American will now enforce the existing 48-hour advanced notice and pre-clearance policy for emotional support animals - including dogs and cats - where passengers must submit documents 48 hours ahead of flight time showing that permitted animals are healthy, trained and there at the recommendation of a mental health professional.
The airline said the animal did not fit its guidelines for support animals.
But American is also limiting what types of support animals can be brought on the plane. However, emotional support and service animals can not take up a seat or block an aisle. Shortly afterward, it updated its rules for support animals, requiring owners to provide proof of an animal's health and swear it will be well-behaved. From 2016 to 2017, American alone saw a 40 percent spike in passengers traveling with service or support animals.
Now, American Airlines has followed suit with stricter rules that bar emotional support goats, amphibians and ferrets from flights, along with some other unusual animals.
A number of groups were consulted by American for its new policy, including the American Association of People with Disabilities, Paralyzed Veterans of America, the American Council for the Blind and My Blind Spot.
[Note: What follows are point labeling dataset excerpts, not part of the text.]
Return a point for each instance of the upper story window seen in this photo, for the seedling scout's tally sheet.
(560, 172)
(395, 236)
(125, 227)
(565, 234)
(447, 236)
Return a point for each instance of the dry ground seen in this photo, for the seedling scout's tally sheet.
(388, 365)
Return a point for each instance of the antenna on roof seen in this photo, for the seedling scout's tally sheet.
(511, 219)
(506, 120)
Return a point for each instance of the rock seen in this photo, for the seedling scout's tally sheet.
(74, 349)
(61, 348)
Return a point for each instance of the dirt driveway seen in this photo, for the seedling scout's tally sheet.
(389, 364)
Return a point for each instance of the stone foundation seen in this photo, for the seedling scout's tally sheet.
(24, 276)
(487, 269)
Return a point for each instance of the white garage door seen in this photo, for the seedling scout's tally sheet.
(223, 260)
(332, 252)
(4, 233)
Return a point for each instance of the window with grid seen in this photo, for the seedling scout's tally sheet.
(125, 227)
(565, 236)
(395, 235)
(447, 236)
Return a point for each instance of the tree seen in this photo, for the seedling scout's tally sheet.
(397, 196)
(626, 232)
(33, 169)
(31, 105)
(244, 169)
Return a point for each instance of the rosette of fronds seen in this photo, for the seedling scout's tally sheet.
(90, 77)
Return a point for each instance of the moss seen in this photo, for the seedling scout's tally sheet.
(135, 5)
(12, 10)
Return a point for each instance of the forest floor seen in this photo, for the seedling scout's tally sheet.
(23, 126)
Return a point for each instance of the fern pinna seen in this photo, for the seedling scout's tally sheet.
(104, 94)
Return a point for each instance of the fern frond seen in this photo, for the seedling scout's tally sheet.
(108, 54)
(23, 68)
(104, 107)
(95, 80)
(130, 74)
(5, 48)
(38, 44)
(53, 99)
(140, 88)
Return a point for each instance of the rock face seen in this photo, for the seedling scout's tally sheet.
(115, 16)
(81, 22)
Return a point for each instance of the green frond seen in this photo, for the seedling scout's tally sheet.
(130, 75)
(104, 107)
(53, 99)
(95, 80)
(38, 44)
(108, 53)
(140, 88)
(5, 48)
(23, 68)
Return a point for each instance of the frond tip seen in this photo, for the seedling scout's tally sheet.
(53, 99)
Albert Rizzi, the organization's founder, who is legally blind, stressed in an American Airlines employee podcast on Monday that the changes being made by the airline will not affect those who rely on trained service animals.
Travelers must also fill out a form conforming to behavior guidelines for their support animal, including agreeing that if the animal can not be well-behaved on the flight, it will be treated as a pet and all pet fees will apply.
The airline said in a statement that it would ban a number of support animals, effective July 1.
American will also train its employees on how better to distinguish a support animal from a pet.
"We're tightening things down a little bit, because as you know, we've had some incidents in the past on our aircraft and we want to make sure that the safety of everyone, including support animals, is protected", Boda said.